О вдохновении
О вдохновении
Пантелеймон Кулиш (автор двухтомных «Записок о Южной Руси») писал, что в жизни настоящего литературного таланта всегда наступает момент, когда он от естественного, как бы стихийного творчества переходит к работе, основанной на внутренней, более осмысленной силе. Когда одно лишь природное вдохновение перестаёт питать художника.
Прав, ох как прав.
Труд делает из нашей внутренней обезьяны человека. Вдохновение же отпускает её на волю. Что лучше? Большой вопрос. Есть тьма охотников толпиться у обезьяньих клеток. Зрелище «недочеловека» завораживает, притягивает. Телевизионные передачи с демонстрацией трупов имеют стабильно высокий рейтинг.

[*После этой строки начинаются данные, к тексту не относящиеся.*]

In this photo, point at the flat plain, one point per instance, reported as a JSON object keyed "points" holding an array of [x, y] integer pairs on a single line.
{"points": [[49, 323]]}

«Состояние творчества есть состояние наваждения… Что-то, кто-то в тебя вселяется, твоя рука исполнитель – не тебя, а того, что через тебя хочет быть», – писала одна почитаемая в литературе дама.
Сразу возникает вопрос: ЧТО хочет быть, КТО вселяется?
Умный человек повторит осторожно: «Что-то». Неумный, не выучивший матчасть ляпнет: «Светлые силы, Бог».
Но разве светлые силы стремятся ОВЛАДЕТЬ человеком?
Бог создал человека свободным. Можно сказать, обрёк на свободу (а стало быть, и на возможность выбирать зло). Бог не запрещает ребёнку карабкаться по высокой лестнице. Да, ребёнок может упасть. А может научиться лазить по лестницам. К падению ведь приводит не высота как таковая, а либо наши грозные окрики, вызывающие у ребёнка неуверенность в себе и страх высоты, либо наши заботливые руки, притупляющие его чувство опасности. Запретить легко: запрет сам подступает к горлу; запрещаем мы «по вдохновению». Разрешить трудно: надо пересилить себя. И так во всём: зло (часто под видом блага) само рвётся наружу; добро – результат упорной работы.
Ладно. Никто, положим, ничьими руками не водит. Просто в состоянии вдохновения высвобождается интуиция. К опыту, содержащемуся в «оперативной памяти», добавляется то, что «знал, да забыл». Вот этот как бы «не свой» опыт и сбивает с толку не выучившие матчасть натуры. Сам-то я матчасть подтянул, постоял у этажерки с Большой советской энциклопедией. И вот что выяснилось: «Состояние вдохновения сопровождается обычно резким ограничением направленности личности, отключением её от того, что не имеет непосредственного отношения к решаемой творческой задаче…»
Вот оно.
«Пока не научитесь всё устранять, через все препятствия шагать напролом, хотя бы и во вред другим, пока не научитесь абсолютному эгоизму в отстаивании своего права на писание, большой работы не дадите», – учила вышеупомянутая дама, достигшая в «большой работе» преизрядных высот. Все мы её хорошо знаем. Наше к ней отношение, как правило, созвучно восторженным словам её старшей дочери: «Она заменяет Богу самых верных ангелов. Она играет на арфе, бьёт в барабан, побеждает всех. Замечательно рассказывает. Летает. Лёд превращает в летние цветы. Ирину может превратить в красивую девочку».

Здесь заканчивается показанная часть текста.